Understanding Axis in Pandas
A Pandas DataFrame is a two-dimensional table with rows and columns. The axis parameter determines how operations are applied:
Axis 0 (rows) ? Operations are applied along rows, working down vertically. Results are computed across rows for each column.
Axis 1 (columns) ? Operations are applied along columns, working across horizontally. Results are computed across columns for each row.

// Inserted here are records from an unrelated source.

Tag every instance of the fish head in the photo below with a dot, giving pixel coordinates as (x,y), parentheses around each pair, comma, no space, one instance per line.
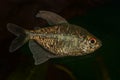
(91,44)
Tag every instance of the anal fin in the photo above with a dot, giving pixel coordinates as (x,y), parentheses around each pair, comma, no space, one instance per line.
(40,55)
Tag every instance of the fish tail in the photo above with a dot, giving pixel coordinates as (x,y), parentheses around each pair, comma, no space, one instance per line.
(20,40)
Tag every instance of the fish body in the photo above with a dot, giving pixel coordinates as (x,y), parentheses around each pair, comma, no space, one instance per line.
(59,39)
(64,39)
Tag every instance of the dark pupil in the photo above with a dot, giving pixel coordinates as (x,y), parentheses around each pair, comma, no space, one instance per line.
(92,41)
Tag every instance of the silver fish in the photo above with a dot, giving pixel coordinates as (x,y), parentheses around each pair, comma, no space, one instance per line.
(59,39)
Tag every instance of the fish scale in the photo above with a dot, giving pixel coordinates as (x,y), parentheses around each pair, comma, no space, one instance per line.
(59,39)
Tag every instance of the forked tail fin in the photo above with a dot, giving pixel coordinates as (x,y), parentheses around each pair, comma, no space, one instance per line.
(22,36)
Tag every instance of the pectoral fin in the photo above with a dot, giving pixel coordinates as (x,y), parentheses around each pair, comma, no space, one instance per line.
(51,18)
(40,55)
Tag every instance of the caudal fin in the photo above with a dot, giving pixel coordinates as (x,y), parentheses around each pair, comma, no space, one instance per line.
(21,36)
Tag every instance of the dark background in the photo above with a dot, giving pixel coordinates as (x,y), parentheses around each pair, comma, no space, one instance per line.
(100,17)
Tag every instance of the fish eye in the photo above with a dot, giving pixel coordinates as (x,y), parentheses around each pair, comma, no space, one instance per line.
(92,40)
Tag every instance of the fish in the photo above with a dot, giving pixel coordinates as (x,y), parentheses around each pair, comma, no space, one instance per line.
(59,39)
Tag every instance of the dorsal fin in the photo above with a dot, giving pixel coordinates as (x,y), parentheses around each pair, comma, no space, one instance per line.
(51,17)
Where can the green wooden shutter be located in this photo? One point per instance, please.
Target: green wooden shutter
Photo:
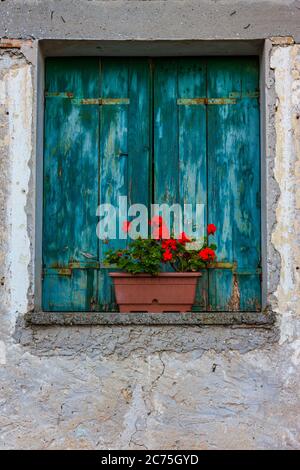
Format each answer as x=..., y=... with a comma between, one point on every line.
x=207, y=150
x=71, y=170
x=97, y=148
x=100, y=121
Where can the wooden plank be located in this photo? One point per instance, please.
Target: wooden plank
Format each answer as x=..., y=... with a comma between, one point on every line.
x=70, y=181
x=166, y=151
x=192, y=149
x=233, y=183
x=125, y=148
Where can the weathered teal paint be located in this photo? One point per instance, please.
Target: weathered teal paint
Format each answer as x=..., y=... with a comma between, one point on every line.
x=161, y=130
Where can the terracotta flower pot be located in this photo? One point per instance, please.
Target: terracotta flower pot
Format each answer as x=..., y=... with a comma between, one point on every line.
x=167, y=292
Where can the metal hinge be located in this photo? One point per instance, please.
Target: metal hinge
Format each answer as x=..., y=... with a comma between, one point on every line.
x=195, y=101
x=78, y=101
x=232, y=99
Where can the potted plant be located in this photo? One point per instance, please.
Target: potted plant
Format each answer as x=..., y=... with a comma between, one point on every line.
x=143, y=287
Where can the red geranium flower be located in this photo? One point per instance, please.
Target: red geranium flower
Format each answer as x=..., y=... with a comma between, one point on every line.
x=167, y=255
x=160, y=230
x=207, y=254
x=126, y=226
x=183, y=239
x=211, y=229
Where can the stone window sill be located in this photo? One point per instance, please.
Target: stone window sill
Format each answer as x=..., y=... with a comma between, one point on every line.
x=254, y=319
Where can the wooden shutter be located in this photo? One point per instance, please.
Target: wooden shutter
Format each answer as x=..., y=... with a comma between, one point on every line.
x=166, y=131
x=207, y=150
x=97, y=148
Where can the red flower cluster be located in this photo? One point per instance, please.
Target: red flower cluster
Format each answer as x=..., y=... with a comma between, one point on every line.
x=183, y=239
x=126, y=226
x=159, y=228
x=167, y=255
x=169, y=244
x=207, y=254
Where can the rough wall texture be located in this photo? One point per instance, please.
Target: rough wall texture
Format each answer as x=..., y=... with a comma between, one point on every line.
x=148, y=387
x=150, y=19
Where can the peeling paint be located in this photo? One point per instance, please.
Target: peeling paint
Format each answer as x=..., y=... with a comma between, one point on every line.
x=130, y=386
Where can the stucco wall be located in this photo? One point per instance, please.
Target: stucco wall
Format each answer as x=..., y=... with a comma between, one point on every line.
x=208, y=387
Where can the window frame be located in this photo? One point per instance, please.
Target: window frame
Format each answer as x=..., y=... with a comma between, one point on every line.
x=47, y=48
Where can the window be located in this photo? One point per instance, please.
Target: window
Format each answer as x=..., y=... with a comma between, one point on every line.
x=162, y=130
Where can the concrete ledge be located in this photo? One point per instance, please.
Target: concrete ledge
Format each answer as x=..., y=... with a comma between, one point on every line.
x=255, y=319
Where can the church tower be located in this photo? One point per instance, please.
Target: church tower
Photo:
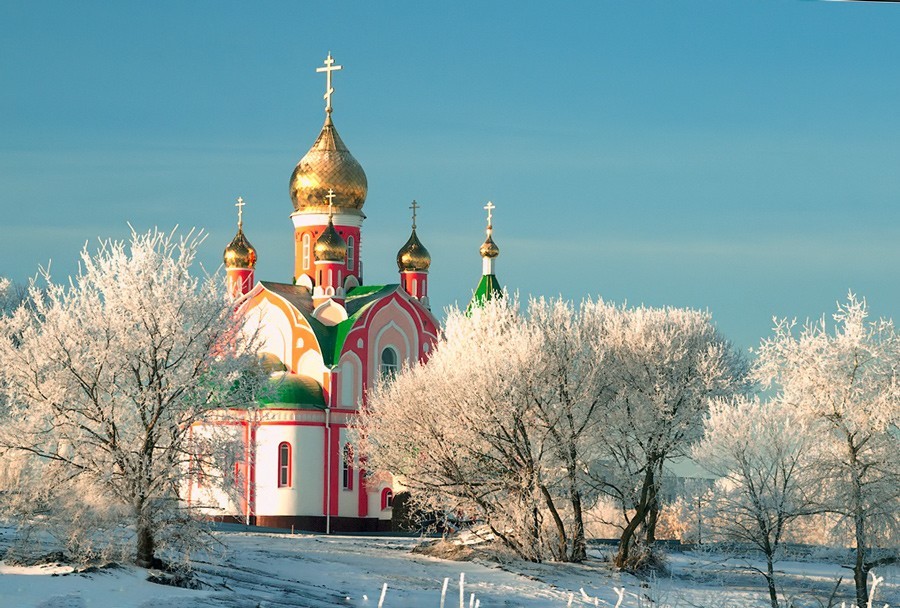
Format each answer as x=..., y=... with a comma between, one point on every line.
x=413, y=260
x=240, y=259
x=489, y=287
x=328, y=188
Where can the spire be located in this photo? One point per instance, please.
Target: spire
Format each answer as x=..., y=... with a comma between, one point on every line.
x=240, y=253
x=488, y=287
x=240, y=259
x=489, y=249
x=413, y=257
x=329, y=90
x=330, y=246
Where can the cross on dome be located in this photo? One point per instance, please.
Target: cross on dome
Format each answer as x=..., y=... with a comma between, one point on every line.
x=330, y=197
x=328, y=69
x=240, y=205
x=414, y=206
x=490, y=208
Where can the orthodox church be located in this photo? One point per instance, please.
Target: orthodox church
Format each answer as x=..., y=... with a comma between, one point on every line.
x=327, y=337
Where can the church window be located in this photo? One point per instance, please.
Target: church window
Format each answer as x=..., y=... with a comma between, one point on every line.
x=350, y=253
x=389, y=362
x=347, y=467
x=306, y=251
x=284, y=465
x=387, y=499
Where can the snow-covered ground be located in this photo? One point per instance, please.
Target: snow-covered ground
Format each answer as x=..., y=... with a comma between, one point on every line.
x=278, y=570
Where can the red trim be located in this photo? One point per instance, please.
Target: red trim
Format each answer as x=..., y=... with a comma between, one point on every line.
x=285, y=469
x=335, y=489
x=347, y=467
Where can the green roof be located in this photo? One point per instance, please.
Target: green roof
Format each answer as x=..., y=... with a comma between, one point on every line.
x=291, y=391
x=488, y=289
x=331, y=337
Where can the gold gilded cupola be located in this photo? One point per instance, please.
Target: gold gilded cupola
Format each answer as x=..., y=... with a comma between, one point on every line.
x=413, y=257
x=328, y=165
x=240, y=253
x=328, y=172
x=413, y=260
x=240, y=259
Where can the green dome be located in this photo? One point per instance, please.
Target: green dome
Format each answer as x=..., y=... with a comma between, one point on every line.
x=291, y=391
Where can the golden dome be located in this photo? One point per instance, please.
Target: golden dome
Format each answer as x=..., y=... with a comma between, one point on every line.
x=329, y=165
x=240, y=253
x=489, y=248
x=413, y=257
x=330, y=246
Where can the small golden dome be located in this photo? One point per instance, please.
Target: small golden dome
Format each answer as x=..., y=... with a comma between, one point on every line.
x=330, y=246
x=489, y=248
x=329, y=165
x=413, y=257
x=240, y=253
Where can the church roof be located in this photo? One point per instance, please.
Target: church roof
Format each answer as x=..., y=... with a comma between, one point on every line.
x=331, y=337
x=292, y=391
x=488, y=289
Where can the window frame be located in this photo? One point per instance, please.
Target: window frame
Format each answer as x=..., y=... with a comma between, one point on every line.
x=285, y=465
x=385, y=369
x=347, y=467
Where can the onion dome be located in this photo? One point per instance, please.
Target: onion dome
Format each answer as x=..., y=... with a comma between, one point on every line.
x=240, y=253
x=489, y=248
x=413, y=257
x=330, y=246
x=329, y=165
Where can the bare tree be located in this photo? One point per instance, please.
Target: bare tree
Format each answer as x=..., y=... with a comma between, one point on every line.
x=524, y=420
x=667, y=363
x=760, y=453
x=844, y=382
x=103, y=377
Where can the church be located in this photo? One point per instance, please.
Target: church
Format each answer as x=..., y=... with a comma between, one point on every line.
x=327, y=337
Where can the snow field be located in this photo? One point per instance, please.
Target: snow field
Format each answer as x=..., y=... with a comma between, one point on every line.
x=282, y=570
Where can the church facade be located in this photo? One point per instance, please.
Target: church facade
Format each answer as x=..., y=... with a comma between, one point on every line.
x=326, y=339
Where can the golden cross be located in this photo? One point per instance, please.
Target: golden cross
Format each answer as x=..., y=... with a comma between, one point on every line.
x=490, y=208
x=240, y=205
x=330, y=197
x=328, y=69
x=414, y=206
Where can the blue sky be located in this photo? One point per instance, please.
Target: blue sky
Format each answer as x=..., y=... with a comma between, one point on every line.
x=741, y=156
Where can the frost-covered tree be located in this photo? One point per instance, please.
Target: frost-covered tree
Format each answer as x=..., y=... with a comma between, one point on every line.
x=843, y=381
x=460, y=431
x=759, y=450
x=103, y=377
x=523, y=420
x=667, y=363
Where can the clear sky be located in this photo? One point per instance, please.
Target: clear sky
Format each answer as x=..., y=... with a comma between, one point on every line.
x=741, y=156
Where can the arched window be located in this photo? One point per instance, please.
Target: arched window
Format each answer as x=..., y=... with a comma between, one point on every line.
x=306, y=251
x=347, y=467
x=387, y=499
x=284, y=465
x=350, y=253
x=389, y=362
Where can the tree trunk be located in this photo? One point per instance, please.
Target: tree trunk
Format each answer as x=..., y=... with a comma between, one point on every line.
x=860, y=570
x=579, y=544
x=145, y=542
x=640, y=516
x=770, y=579
x=562, y=550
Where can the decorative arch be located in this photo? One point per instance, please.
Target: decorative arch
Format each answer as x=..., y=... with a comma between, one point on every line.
x=387, y=499
x=351, y=372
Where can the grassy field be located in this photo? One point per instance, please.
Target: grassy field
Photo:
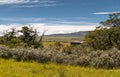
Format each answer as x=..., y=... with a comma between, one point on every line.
x=62, y=38
x=11, y=68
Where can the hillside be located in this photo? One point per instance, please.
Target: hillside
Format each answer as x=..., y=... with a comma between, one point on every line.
x=74, y=34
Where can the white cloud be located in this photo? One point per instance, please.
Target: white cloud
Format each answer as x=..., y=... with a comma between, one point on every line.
x=14, y=1
x=28, y=3
x=51, y=29
x=106, y=12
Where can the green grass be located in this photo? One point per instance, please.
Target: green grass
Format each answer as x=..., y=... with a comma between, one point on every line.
x=11, y=68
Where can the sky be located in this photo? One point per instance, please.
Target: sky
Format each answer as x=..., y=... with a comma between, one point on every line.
x=56, y=16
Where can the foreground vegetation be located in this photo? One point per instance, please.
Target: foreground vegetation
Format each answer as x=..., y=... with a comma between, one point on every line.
x=12, y=68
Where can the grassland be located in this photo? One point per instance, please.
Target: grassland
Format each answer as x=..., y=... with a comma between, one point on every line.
x=62, y=38
x=12, y=68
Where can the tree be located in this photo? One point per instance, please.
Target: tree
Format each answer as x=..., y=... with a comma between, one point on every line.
x=113, y=21
x=29, y=35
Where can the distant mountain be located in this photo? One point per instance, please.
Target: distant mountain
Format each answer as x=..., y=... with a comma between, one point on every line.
x=74, y=34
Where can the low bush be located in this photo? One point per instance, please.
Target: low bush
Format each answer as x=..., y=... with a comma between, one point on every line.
x=98, y=59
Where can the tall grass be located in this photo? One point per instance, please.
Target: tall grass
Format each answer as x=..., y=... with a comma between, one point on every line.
x=12, y=68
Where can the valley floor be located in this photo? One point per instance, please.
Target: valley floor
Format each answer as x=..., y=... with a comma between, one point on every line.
x=12, y=68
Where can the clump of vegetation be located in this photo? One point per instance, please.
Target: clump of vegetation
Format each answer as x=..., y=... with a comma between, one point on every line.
x=101, y=48
x=105, y=37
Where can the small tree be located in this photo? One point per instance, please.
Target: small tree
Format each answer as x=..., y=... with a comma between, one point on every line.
x=29, y=35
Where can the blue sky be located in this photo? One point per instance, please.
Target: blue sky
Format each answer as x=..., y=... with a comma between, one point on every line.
x=56, y=12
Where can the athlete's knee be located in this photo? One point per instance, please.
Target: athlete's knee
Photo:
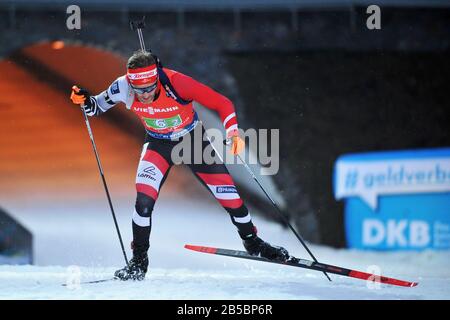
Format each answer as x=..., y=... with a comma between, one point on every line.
x=144, y=205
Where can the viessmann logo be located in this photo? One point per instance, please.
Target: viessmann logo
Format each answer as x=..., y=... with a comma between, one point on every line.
x=152, y=110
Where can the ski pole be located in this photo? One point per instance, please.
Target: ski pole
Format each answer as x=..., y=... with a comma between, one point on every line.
x=285, y=220
x=91, y=136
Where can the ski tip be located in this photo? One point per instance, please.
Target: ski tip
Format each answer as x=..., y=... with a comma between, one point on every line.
x=201, y=248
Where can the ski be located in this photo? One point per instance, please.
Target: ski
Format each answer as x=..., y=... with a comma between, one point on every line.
x=307, y=264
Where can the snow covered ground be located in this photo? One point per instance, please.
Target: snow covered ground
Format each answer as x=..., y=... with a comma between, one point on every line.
x=78, y=241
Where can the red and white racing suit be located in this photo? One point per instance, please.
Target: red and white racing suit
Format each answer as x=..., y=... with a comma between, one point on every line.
x=165, y=119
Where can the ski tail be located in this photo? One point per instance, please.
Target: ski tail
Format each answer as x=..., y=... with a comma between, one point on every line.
x=307, y=264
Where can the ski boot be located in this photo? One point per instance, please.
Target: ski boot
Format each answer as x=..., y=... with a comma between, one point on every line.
x=136, y=269
x=257, y=247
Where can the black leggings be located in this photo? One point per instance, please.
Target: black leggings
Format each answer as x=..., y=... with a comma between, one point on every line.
x=153, y=170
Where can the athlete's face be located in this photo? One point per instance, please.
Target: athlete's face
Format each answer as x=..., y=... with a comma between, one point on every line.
x=146, y=92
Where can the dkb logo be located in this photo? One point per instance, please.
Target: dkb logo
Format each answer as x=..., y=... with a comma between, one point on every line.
x=414, y=234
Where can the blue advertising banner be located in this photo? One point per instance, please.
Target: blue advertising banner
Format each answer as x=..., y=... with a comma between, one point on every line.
x=395, y=200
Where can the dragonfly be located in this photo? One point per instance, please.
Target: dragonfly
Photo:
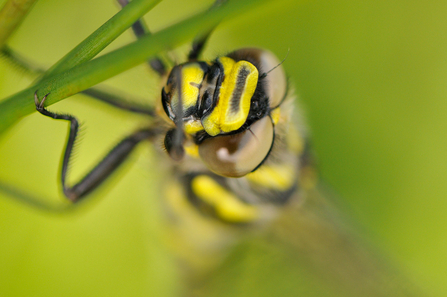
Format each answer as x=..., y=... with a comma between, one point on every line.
x=240, y=159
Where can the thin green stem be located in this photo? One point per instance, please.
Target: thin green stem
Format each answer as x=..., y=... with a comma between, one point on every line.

Using axis=0 (Row Operations)
When axis=0, operations are performed down the rows, producing results for each column.
Syntax
result = df.operation(axis=0)
Example
Let's sum values along axis=0 to get column totals:
import pandas as pd
import numpy as np
# Create sample DataFrame
df = pd.DataFrame(np.array([[1, 2, 3], [4, 5, 6], [7, 8, 9]]),
columns=['A', 'B', 'C'])
print("DataFrame:")
print(df)
# Sum along axis=0 (down rows)
row_sum = df.sum(axis=0)
print("\nSum along axis=0 (column totals):")
print(row_sum)
DataFrame: A B C 0 1 2 3 1 4 5 6 2 7 8 9 Sum along axis=0 (column totals): A 12 B 15 C 18 dtype: int64
Using axis=1 (Column Operations)
When axis=1, operations are performed across columns, producing results for each row.
Syntax
result = df.operation(axis=1)
Example
Let's sum values along axis=1 to get row totals:
import pandas as pd
import numpy as np
# Create sample DataFrame
df = pd.DataFrame(np.array([[1, 2, 3], [4, 5, 6], [7, 8, 9]]),
columns=['A', 'B', 'C'])
print("DataFrame:")
print(df)
# Sum along axis=1 (across columns)
column_sum = df.sum(axis=1)
print("\nSum along axis=1 (row totals):")
print(column_sum)
DataFrame: A B C 0 1 2 3 1 4 5 6 2 7 8 9 Sum along axis=1 (row totals): 0 6 1 15 2 24 dtype: int64
Combining Operations
You can chain operations with different axis values to perform complex calculations:
import pandas as pd
import numpy as np
df = pd.DataFrame(np.array([[1, 2, 3], [4, 5, 6], [7, 8, 9]]),
columns=['A', 'B', 'C'])
# Find maximum value in each row (axis=1)
row_max = df.max(axis=1)
print("Maximum value in each row:")
print(row_max)
# Sum all maximum values (axis=0)
total_max = row_max.sum()
print("\nSum of maximum values:")
print(total_max)
Maximum value in each row: 0 3 1 6 2 9 dtype: int64 Sum of maximum values: 18
Common Operations with Axis
| Operation | axis=0 (Rows) | axis=1 (Columns) |
|---|---|---|
sum() |
Column totals | Row totals |
mean() |
Column averages | Row averages |
max() |
Column maximums | Row maximums |
drop() |
Drop rows | Drop columns |
Conclusion
Understanding axis=0 and axis=1 is crucial for DataFrame operations. Remember: axis=0 works down rows (column-wise results), while axis=1 works across columns (row-wise results). Practice with different operations to master this fundamental concept.